My favourite wine event of all, the delightful Radici del Sud, has started its 2014 edition. This year – as last year – at the lovely Masseria Caselli resort near Carovigno.

The focus of this event, indigenous Southern Italian grape varieties, is in itself enough to endear it to me. But on top of that, the relaxed, warm and friendly atmosphere and the quality of the people invited renders it unbeatable in my book.

This year, the organizer Nicola Campanile, has asked me to take a modest part in inviting people for the event and moderating presentations, a task I have gladly accepted. There is so much good wine and so much knowledge bursting to be imparted.

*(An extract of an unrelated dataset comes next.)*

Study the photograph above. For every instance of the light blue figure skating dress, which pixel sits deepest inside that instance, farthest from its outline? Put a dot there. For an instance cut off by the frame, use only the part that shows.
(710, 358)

What with me also helping to invite attendants, I am even more among friends than usual, so apart from the even greater number of participating wineries, the friend quotient is now such that this is bound to be the greatest Radici del Sud yet. For me, at least.

Yesterday evening, 3 June 2014, certainly started auspiciously, with a vertical tasting of all vintages so far made (2009 – 2013) of the fabulous Fiano di Avellino from Tenuta Sarno. Of all the wines, my preference goes to the 2010, a stunning wine of great complexity, depth and structure, beautifully balanced between fruit, structural components, lovely ripe acidity and strong hydrocarbon minerality. But the 2012 was not far behind and may at some point overtake the 2010, while the 2013, a tank sample, looked very promising.

To end the evening we were treated to a sampling of Vinicola Savese/Pichierri’s 1990 Primitivo di Manduria Dolce Naturale directly from the terracotta jars called Capasone. The Pichierris sometime bottle this under the name of Capasonato, the last bottling being a blend of the 1984 and 1985 vintages, which we also tasted. While great, the 1984/1985 was surpassed by the 1990, a glorious wine of great depth and character, marked by dark and dried fruits, leather, tar and almost umami character. A semi-sweet wine, this had the strength and concentration to last many years into the future, so look it up if you can.

More from Radici as we move along this week-long event.